US 11,670,285 B1
Speech processing techniques
Kevin Crews, Seattle, WA (US); Prasanna H Sridhar, Sammamish, WA (US); Ariya Rastrow, Seattle, WA (US); Nicholas Matthew Jutila, Roslindale, MA (US); Andrew Oberlin, Lynnwood, WA (US); Samarth Batra, Seattle, WA (US); Paul Anthony Bernhardt, Seattle, WA (US); Veerdhawal Pande, Walpole, MA (US); and Roland Maximilian Rolf Maas, Seattle, WA (US)
Assigned to Amazon Technologies, Inc., Seattle, WA (US)
Filed by Amazon Technologies, Inc., Seattle, WA (US)
Filed on Nov. 24, 2020, as Appl. No. 17/102,910.
Int. Cl. G06F 40/40 (2020.01); G10L 13/08 (2013.01); G10L 13/04 (2013.01); G10L 15/187 (2013.01); G10L 15/02 (2006.01)

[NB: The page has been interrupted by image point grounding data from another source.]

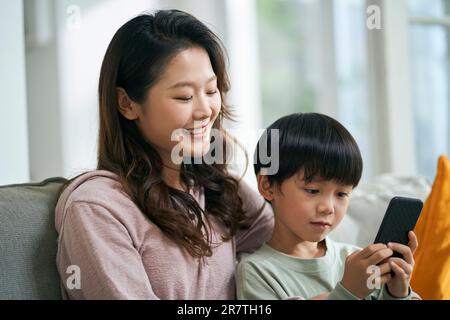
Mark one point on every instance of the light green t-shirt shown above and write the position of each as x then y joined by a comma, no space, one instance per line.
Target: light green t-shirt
270,274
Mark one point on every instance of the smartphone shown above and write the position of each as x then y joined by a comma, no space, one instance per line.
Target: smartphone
400,218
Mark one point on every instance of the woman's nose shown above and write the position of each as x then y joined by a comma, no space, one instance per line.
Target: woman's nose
202,108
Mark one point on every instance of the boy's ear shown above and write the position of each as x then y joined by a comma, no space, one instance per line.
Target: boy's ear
127,107
264,187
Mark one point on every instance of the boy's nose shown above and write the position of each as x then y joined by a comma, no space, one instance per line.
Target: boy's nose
326,207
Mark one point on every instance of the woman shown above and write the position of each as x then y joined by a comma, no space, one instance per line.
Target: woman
144,225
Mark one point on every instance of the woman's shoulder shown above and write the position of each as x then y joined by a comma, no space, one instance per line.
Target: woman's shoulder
99,186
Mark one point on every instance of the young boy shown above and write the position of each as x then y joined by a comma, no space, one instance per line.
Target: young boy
319,166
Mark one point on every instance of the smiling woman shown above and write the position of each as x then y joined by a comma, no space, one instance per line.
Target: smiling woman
143,226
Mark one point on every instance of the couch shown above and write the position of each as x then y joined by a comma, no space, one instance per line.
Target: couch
28,238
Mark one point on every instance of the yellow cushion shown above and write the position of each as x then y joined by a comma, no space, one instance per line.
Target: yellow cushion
431,276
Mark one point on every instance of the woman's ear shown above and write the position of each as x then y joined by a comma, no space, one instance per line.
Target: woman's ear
127,107
265,188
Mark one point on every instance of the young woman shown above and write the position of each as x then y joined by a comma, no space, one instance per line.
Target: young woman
143,226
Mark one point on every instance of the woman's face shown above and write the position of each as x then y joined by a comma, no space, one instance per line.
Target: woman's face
182,106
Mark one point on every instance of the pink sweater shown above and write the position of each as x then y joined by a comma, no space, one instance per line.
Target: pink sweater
121,254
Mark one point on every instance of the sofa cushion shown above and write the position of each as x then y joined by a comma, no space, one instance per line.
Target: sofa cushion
28,240
431,276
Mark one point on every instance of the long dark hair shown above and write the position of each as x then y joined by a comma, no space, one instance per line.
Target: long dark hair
134,61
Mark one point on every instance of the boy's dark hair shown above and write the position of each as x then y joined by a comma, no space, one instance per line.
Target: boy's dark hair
314,143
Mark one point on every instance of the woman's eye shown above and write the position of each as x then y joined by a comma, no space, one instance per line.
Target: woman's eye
184,98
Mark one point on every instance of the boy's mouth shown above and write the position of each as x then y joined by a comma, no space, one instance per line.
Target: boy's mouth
321,224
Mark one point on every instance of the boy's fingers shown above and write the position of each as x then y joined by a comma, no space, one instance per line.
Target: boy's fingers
413,242
405,251
379,256
384,268
406,267
385,278
370,250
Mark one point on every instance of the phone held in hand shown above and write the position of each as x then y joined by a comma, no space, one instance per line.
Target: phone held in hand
400,218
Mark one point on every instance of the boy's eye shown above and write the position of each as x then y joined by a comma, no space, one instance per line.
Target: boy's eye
184,98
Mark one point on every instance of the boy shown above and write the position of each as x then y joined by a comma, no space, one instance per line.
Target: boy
320,164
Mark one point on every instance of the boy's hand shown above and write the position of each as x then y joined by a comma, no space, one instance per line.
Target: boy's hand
398,285
357,265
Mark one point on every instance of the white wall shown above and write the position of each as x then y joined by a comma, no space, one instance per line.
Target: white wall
13,116
63,69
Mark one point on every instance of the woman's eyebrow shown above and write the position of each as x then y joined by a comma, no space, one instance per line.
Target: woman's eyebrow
189,83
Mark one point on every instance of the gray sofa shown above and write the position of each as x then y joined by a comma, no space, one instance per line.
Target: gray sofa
28,240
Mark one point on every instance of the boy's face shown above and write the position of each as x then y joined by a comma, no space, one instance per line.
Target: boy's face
309,211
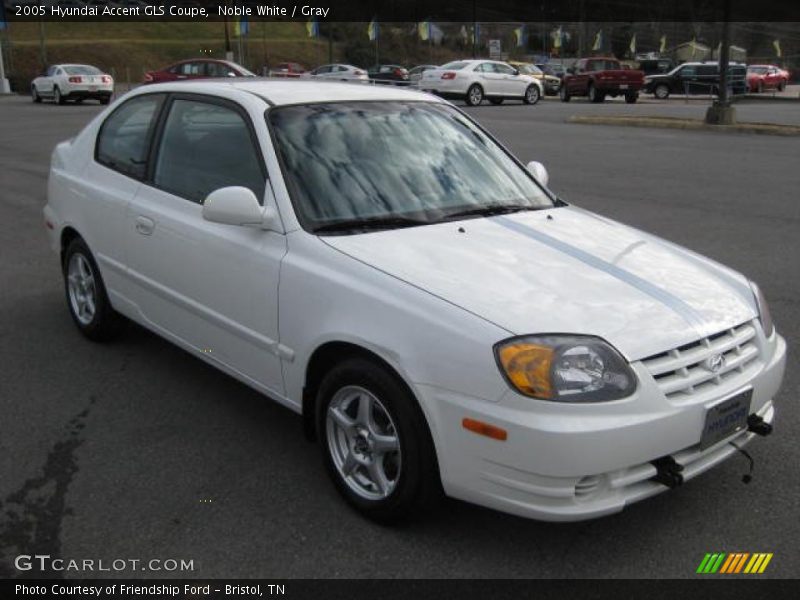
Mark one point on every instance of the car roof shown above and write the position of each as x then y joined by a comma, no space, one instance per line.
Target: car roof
281,93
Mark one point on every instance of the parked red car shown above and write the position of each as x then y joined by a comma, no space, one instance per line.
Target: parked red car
201,68
765,77
599,77
292,70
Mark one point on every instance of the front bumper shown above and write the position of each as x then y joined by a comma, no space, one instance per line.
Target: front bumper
569,462
75,91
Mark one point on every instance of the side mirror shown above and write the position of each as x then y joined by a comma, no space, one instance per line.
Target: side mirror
237,206
538,171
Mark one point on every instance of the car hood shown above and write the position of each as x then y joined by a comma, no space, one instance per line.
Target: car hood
564,270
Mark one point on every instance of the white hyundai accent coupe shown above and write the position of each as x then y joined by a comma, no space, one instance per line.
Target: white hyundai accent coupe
373,259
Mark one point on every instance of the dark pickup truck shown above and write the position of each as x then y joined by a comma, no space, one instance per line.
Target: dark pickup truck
597,78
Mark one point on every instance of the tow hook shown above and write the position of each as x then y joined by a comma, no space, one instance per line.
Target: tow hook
758,425
668,472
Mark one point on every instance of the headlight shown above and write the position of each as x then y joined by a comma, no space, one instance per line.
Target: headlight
565,368
763,310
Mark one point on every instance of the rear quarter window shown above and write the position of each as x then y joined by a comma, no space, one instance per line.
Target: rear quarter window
124,138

CPC G10L 13/08 (2013.01) [G10L 13/04 (2013.01); G10L 15/187 (2013.01); G10L 2015/025 (2013.01)] 20 Claims
OG exemplary drawing
 
1. A computer-implemented method comprising:
receiving, from a device, first input audio data representing a spoken natural language input including a request to read a book, the first input audio data associated with a session identifier;
processing the first input audio data to determine a book identifier associated with the book;
receiving first text data associated with the book identifier, the first text data representing a first portion of the book;
receiving, from the device, second input audio data including speech corresponding to the first portion of the book, the second input audio data associated with the session identifier;
determining that the second input audio data corresponds to an entirety of the first portion of the book;
determining, using a trained machine learning (ML) model, first reading evaluation data based on the second input audio data and the first text data, the first reading evaluation data associated with the session identifier;
based on the first reading evaluation data, determining to output a second portion of the book;
receiving second text data associated with the book identifier, the second text data representing the second portion of the book;
performing text-to-speech (TTS) processing on the second text data to generate first output audio data representing the second portion of the book; and
sending the first output audio data to the device.